プラチナ王子



「まぁ元気出せよ!」

「そうよ透。元気出しなさいよ」


ふたりとも他人事だと思って……。



『それでは告白したい生徒はあちらから袖裏に入って下さい。スタッフが待ってるので、誰に告白したいか伝えてね~!』


司会の言葉通り、何人かがステージに繋がる部屋に入っていった。


こんな人前で告白するなんて、勇気のある人たちだなぁ……。



告白タイムは計9人のプリンス、プリンセスに大体2~3人ずつ告白する生徒が現れた。


3年のプリンセス2人に告白した男子2人は、見事付き合いカップル2組成立。


隼人が言うには「あいつらはもう付き合ってるようなもんで、この日の為に告ってなかった」らしい。



2年のプリンセス2人には、それぞれ1人が告白。片方はフラれてしまって、もう1人はお友達からという結果だった。


奈々には先輩5人も告白しに来たけど、全員容赦なく綺麗な微笑みでフラれてしまう。


あたしは話したことがある2年生1人、3年生1人に告白されたけど、お礼を言ってから全員断って、友達ならってことで終わった。


嬉しかったけど、どこか心苦しくて。あたしは何度、深呼吸したか分からない。



隼人には2人の1年生が告白していた。気持ちだけ伝えたかったと言って涙を流す彼女たちに、隼人はありがとうと頭を撫でていた。


昴にはゆっこ先輩を含む7人が告白してきて、「彼氏いる子よりあたしと付き合って!」なんて言っていたけど、昴は申し訳なさそうに「ゴメンね、ありがと」と言って全員断っていた。



……昴に好かれた女の子が心底羨ましい。


断る昴はツラいはずなのに、その心のそばにいる昴の好きな女の子に、あたしはヤキモチを妬いていた。

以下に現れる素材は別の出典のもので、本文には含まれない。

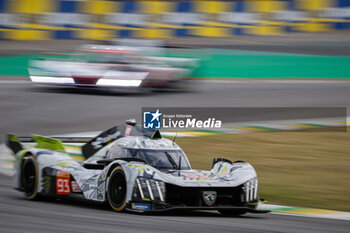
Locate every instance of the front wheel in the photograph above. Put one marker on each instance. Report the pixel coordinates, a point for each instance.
(116, 192)
(30, 177)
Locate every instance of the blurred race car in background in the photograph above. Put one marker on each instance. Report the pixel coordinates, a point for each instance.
(133, 169)
(119, 65)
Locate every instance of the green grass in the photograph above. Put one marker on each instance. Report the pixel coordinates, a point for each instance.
(306, 169)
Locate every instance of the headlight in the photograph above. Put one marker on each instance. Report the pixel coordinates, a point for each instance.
(250, 189)
(118, 82)
(149, 189)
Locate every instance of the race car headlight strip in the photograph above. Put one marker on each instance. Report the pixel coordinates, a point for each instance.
(251, 190)
(153, 190)
(57, 80)
(118, 82)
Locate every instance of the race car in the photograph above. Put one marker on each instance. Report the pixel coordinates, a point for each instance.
(112, 67)
(132, 169)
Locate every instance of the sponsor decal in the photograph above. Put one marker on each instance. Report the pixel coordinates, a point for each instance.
(47, 184)
(157, 120)
(63, 183)
(62, 174)
(100, 141)
(140, 206)
(195, 176)
(152, 120)
(128, 130)
(75, 187)
(209, 197)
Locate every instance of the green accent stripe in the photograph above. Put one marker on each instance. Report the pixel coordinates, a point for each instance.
(314, 125)
(75, 146)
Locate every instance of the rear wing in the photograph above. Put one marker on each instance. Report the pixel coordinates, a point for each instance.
(54, 143)
(129, 128)
(92, 144)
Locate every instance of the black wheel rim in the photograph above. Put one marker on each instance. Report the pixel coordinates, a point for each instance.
(117, 189)
(29, 177)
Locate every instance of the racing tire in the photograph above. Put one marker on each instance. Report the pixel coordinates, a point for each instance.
(30, 176)
(116, 192)
(232, 213)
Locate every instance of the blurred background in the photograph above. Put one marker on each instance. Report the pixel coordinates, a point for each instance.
(277, 54)
(101, 20)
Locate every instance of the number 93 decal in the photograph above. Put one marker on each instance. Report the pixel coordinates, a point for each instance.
(63, 183)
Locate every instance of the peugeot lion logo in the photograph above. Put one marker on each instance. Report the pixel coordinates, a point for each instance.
(209, 197)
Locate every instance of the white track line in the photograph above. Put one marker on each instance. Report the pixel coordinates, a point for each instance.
(14, 81)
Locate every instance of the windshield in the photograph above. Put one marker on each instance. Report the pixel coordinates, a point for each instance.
(161, 159)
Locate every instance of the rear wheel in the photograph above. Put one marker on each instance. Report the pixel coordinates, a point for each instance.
(30, 177)
(116, 192)
(232, 213)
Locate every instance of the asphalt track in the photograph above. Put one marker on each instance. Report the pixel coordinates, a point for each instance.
(18, 214)
(29, 109)
(26, 109)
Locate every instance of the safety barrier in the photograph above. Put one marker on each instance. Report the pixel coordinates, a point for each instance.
(93, 19)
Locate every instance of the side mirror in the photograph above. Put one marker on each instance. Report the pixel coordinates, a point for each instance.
(216, 160)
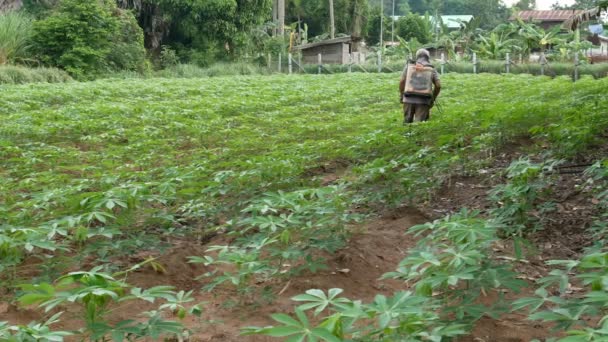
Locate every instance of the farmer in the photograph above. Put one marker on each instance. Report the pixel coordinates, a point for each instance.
(418, 88)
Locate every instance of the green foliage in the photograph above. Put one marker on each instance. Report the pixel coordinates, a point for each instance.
(372, 36)
(10, 74)
(413, 26)
(571, 314)
(519, 198)
(403, 317)
(33, 332)
(202, 31)
(112, 167)
(95, 291)
(15, 30)
(102, 38)
(452, 260)
(281, 235)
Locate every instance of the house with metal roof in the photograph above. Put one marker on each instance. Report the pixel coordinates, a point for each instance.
(545, 19)
(332, 51)
(454, 22)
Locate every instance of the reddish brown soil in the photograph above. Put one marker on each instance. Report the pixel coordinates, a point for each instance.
(376, 248)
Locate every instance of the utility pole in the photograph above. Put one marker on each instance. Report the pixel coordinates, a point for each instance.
(275, 17)
(332, 28)
(393, 24)
(381, 24)
(281, 10)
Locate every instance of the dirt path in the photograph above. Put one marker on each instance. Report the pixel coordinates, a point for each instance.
(376, 247)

大聖には3人の先輩が告白。優しく断る大聖に、ひとりの3年生が顔を真っ赤にして、「せめて友達になりたいんです!」と言ってる姿が可愛いくて、一生懸命自分を奮い立たせてるんだろうな、と感じた。


大聖にもそれは伝わったのか、その3年生にだけメアドを教えていたみたい。




それぞれの告白タイムが終わり、始まった恋もあれば、終わった恋もあった。



……やっぱり恋って、幸せなだけじゃないんだ。


あたしはスポットライトの熱さにクラクラしながら、痛感していた。